Montrachet is fussy. I make gallons and gallons of hard cider. Montrachet is my go to yeast for cider. I had H2S problems twice when I was first learning. The first time set the learning curve for me. I went through all the steps described above. Splash racking, then copper wire, and it finally took reduless to fix the problem. I now keep it on hand all the time just in case.

Lesson learned is to make sure to use nutrient during fermentation. Since I make sure to manage nutrient level I have never had an issue.

Good luck to you!

RR
 
try d254 . it will give your cidre better mouthfeel , body and aromatics .
apples and pears are low in nitorgen and high in malic acid. a fussy yeast like montrachet will hate that.
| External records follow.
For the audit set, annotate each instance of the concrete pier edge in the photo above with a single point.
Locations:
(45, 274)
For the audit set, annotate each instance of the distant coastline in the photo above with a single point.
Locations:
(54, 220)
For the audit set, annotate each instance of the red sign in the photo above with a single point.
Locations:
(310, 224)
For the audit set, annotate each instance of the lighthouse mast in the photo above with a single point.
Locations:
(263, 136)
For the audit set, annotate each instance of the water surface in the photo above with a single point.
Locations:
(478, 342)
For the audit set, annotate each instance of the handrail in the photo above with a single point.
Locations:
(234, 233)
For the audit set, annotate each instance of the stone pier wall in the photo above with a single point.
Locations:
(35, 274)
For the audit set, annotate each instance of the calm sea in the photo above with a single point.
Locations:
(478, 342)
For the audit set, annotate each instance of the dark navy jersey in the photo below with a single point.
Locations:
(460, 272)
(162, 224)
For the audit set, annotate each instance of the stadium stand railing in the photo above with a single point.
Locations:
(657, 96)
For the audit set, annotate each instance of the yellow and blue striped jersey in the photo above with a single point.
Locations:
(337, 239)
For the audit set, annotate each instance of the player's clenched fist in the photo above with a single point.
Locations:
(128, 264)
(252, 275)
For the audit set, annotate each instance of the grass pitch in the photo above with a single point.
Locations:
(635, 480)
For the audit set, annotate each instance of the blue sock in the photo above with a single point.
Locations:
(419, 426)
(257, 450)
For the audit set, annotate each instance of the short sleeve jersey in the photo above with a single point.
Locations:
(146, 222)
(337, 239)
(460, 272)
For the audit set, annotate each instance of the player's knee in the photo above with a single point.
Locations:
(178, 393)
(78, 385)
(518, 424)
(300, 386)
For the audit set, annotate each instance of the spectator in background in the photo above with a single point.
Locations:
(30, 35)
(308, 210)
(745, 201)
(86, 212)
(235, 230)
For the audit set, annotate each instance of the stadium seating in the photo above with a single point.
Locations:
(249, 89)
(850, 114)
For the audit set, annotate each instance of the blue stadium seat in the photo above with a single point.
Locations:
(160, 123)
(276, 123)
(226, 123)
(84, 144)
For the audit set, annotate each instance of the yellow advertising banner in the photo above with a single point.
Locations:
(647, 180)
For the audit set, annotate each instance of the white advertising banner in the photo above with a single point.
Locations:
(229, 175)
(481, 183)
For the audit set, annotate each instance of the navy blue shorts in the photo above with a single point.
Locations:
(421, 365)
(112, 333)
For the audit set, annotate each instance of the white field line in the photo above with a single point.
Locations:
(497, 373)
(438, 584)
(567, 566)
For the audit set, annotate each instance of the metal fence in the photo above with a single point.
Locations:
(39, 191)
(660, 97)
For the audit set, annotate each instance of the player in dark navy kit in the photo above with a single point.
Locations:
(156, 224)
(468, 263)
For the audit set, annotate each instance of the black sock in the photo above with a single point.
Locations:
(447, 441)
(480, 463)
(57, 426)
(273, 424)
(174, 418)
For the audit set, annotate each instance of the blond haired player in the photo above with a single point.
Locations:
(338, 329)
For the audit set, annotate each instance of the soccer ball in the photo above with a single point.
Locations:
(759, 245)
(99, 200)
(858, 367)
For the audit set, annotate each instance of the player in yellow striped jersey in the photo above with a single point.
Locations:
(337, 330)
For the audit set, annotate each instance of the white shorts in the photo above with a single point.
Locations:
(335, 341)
a complex nutirent is essential with cidre and meed , fermaid K would be my first choice , 1 gram per gallon
 
try d254 . it will give your cidre better mouthfeel , body and aromatics .
apples and pears are low in nitorgen and high in malic acid. a fussy yeast like montrachet will hate that.

a complex nutirent is essential with cidre and meed , fermaid K would be my first choice , 1 gram per gallon


Thank you for the input. I do use ferment k, I also rehydrate my yeast with
Go-ferm. I chose montrachet on the advice of some people in another forum that make cider alot. It is their yeast of choice. I am very dialed in on the stuff I make. Ever one loves it. I will, on your advice use d254 on my next batch. I will report back on the results.